Even many guitarists still prefer to use analog stomp on their digital counterpart. Talk to ten different guitarists and you get different answers in about a dozen other.

Here are some ups and downs of multi-effects guitar.

Ups

FirstVariety - multi-effects processors have a lot of cool effects integrated into a single device. The tonal possibilities are almost limitless. In fact, most do not have more sounds available than most of us will ever use!

According Portability - Gone are the days, take in a large number of landmines. Just take a device, plug and play begins.

The third Affordability - Although some multi-effects pedals can be expensive if the cost of purchasing an equal number of stomp boxes versusproduce the same sounds, usually a bargain.

Downs

Before the sound quality - many purists would argue that you just can not get the sound of a pedal that you have a digital analog stomp boxes separate.

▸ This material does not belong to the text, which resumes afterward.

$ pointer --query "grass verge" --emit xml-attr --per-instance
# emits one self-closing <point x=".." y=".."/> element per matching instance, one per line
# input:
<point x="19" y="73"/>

The truth is that much has been made of the quality of the digital pedals, and some players say, that can not hear the difference.

Second complex - with many multi-effects, there is a bit 'of a learning process - some can be quite steep. TheDisadvantage is that most of them come with factory-default settings and that you get to run fast, and sometimes that's all you need.

Third maintain reliability - many multi-effects in the long run, but some can be a bit 'fragile. Although the device breaks, turn off completely. with ground effects, a foot and when it breaks easily use another.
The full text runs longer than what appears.